MySQL SubString Fuzzy Search

前提是你 提交于 2019-12-12 02:09:50

问题


I have a very interesting problem:

I have a MySQL table 'Venue' with fields: 'name', 'addressLine1', 'addressLine2', 'addressLine3', 'city', 'country', 'description'; all fields are VARCHAR. 'description' is a larger text field.

What I would like to do is a fuzzy search on table Venue.
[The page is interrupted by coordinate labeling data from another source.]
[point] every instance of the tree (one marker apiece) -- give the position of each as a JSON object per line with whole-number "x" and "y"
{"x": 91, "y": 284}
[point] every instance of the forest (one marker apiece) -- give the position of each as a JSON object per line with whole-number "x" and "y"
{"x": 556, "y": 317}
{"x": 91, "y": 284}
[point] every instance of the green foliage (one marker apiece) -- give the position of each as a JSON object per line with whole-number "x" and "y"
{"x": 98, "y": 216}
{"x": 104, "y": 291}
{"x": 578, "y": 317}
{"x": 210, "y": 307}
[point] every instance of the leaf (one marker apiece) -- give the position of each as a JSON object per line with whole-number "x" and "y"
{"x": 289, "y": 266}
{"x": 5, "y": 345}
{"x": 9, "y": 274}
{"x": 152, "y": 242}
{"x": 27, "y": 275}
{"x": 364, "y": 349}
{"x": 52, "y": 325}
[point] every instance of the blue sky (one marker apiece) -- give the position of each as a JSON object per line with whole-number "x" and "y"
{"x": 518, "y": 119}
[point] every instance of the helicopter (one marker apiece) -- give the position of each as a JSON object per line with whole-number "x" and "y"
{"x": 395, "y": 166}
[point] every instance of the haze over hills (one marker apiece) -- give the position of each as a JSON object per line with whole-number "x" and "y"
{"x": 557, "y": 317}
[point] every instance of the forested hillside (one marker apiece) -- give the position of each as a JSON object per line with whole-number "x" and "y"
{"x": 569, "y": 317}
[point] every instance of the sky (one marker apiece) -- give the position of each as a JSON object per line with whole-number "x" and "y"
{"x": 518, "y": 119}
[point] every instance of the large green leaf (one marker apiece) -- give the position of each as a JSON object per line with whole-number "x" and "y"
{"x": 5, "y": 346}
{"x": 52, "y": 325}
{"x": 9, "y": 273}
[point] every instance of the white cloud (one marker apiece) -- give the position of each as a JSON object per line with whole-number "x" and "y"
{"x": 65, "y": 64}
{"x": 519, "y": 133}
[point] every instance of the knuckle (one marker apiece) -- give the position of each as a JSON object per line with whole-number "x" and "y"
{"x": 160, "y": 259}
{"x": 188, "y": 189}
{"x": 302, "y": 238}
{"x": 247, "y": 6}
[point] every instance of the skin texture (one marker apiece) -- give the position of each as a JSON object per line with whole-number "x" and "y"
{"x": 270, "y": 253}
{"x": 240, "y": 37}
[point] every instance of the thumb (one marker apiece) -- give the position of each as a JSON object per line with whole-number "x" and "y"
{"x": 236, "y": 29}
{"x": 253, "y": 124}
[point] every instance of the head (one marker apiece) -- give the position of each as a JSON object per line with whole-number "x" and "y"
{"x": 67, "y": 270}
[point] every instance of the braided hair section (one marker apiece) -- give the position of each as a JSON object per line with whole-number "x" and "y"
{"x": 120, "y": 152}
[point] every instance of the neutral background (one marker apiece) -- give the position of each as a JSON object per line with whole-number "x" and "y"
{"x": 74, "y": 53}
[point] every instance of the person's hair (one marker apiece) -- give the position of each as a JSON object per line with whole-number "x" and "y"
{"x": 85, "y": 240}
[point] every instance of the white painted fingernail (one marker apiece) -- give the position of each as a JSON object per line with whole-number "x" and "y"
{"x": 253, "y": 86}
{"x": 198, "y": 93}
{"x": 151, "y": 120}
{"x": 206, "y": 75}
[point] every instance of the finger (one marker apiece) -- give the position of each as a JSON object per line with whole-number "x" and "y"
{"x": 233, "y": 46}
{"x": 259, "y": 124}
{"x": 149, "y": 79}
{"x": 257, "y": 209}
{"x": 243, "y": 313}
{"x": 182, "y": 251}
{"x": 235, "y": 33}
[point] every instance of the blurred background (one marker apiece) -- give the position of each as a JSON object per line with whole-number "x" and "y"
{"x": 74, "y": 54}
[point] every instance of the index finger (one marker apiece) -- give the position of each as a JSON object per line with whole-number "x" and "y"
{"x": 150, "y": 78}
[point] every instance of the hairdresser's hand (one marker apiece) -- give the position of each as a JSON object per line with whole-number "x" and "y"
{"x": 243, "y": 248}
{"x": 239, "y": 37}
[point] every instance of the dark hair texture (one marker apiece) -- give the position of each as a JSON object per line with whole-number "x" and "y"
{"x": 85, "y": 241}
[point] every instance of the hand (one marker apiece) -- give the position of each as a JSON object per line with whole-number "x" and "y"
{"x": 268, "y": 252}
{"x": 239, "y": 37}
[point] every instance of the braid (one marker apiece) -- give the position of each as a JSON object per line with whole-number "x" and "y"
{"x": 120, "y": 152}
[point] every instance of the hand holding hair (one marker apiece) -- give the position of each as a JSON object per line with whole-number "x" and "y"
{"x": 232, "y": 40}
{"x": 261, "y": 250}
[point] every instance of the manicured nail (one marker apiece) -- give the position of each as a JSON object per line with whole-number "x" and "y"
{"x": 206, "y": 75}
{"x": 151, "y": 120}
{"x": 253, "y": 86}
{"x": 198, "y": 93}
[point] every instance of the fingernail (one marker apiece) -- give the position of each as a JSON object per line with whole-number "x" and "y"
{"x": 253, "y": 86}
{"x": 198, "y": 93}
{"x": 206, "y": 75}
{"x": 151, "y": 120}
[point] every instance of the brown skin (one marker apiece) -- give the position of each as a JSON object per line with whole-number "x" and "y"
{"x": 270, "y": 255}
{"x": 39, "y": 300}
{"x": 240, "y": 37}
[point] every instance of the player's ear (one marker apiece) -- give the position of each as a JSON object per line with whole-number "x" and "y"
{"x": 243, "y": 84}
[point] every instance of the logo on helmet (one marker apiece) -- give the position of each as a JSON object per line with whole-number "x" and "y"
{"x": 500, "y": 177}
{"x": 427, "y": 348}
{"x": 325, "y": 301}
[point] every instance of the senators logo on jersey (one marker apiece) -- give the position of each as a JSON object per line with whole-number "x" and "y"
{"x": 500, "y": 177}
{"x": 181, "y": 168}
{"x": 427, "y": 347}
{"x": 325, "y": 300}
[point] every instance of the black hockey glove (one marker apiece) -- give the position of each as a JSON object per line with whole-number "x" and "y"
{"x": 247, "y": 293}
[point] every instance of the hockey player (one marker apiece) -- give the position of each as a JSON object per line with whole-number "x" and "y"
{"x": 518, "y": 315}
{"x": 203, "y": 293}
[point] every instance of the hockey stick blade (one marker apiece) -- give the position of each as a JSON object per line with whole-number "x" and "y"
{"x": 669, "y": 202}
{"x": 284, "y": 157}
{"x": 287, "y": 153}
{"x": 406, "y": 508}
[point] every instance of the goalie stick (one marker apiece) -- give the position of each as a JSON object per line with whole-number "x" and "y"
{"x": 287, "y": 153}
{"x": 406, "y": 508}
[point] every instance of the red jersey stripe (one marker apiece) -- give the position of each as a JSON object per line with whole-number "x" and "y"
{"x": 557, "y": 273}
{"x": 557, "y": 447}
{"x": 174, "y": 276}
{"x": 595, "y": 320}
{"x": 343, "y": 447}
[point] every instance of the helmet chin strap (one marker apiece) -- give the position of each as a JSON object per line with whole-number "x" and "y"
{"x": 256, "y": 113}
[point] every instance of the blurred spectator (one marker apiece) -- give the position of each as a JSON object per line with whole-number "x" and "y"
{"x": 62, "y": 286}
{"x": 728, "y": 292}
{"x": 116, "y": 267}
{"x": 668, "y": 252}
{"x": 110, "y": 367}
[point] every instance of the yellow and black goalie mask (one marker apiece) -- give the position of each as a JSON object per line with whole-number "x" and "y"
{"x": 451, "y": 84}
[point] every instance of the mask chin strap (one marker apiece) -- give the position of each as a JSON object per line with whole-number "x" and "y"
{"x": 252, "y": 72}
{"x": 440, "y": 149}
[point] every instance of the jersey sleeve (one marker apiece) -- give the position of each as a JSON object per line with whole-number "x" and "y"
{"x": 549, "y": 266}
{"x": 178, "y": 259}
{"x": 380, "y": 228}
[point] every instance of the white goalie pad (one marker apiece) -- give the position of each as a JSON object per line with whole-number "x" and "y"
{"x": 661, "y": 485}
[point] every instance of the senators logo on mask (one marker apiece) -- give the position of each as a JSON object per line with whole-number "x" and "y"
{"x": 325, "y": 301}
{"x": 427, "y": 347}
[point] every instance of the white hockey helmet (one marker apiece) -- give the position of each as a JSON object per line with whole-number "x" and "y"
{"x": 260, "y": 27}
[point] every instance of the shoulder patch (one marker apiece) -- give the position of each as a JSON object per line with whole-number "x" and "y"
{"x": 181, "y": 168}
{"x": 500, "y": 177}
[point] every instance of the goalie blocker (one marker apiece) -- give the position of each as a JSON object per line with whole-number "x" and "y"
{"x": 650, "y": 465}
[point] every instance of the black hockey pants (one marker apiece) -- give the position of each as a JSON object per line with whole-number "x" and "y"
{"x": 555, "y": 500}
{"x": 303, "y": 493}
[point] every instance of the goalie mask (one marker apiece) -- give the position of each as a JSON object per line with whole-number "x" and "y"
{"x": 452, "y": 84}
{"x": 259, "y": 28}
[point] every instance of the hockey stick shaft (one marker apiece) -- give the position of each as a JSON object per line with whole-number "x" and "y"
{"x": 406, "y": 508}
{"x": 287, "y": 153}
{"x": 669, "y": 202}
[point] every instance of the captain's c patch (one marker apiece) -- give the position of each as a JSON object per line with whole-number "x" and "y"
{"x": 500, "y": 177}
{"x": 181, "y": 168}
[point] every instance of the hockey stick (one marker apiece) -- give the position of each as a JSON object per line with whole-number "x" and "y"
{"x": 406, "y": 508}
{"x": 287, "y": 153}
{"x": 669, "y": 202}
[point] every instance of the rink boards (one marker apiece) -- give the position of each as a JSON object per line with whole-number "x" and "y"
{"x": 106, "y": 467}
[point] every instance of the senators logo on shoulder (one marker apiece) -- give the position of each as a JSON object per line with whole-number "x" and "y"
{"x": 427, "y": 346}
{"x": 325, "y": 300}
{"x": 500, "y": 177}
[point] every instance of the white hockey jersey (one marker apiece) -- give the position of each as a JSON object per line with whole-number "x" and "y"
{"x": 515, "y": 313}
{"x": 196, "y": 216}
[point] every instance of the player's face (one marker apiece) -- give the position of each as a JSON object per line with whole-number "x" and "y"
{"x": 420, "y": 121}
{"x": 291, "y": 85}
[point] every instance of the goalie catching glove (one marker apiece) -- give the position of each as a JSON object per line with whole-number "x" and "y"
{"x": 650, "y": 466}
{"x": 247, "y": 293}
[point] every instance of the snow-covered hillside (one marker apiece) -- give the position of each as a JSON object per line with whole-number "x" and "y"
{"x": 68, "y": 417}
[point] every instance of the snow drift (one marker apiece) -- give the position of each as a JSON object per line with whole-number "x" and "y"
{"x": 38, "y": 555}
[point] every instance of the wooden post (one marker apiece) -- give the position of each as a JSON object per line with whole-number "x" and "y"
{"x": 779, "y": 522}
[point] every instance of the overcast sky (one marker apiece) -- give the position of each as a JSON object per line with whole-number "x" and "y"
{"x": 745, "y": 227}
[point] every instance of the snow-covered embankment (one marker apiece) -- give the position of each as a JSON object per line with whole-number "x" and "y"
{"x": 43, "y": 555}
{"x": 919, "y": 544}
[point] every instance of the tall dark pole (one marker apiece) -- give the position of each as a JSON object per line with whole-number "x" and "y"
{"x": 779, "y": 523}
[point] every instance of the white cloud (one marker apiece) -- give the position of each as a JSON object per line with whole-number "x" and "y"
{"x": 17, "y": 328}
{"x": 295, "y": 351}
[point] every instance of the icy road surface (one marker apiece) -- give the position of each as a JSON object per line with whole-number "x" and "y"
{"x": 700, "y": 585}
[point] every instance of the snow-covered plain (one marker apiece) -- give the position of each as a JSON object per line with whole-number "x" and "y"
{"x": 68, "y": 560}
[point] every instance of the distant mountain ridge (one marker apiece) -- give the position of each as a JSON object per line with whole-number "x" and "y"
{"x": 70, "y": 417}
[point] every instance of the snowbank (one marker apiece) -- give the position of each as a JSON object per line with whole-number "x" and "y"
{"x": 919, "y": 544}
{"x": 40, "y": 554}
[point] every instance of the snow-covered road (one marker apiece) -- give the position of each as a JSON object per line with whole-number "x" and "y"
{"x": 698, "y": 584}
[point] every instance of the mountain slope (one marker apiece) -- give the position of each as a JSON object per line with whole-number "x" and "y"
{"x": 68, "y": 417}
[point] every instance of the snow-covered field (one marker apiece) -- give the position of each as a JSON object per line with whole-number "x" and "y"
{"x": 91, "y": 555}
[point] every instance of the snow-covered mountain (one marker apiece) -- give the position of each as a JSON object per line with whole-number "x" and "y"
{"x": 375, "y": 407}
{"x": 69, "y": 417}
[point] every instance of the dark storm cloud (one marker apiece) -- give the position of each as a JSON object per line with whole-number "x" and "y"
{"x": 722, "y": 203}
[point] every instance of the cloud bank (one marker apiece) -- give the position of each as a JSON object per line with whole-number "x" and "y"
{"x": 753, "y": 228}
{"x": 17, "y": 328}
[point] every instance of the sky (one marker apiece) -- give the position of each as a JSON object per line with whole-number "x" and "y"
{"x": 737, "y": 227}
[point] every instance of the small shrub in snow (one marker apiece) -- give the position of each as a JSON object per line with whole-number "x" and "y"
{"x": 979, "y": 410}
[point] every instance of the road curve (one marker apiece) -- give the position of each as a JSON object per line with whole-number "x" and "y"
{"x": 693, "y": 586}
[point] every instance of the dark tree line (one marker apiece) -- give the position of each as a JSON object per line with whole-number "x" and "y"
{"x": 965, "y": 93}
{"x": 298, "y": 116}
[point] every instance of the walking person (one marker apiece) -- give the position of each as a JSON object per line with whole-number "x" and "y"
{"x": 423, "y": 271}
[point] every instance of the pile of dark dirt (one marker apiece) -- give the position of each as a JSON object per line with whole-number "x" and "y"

So far I am using:

SELECT * FROM Venue WHERE MATCH(name, addressLine1,..., description) AGAINST("London" IN NATURAL LANGUAGE MODE).

I can also sort this query based on the MATCH score.

This is great but has some obvious problems: 1) if the user types "lond" then nothing is returned 2) if the user types "lodnod" then nothing is returned.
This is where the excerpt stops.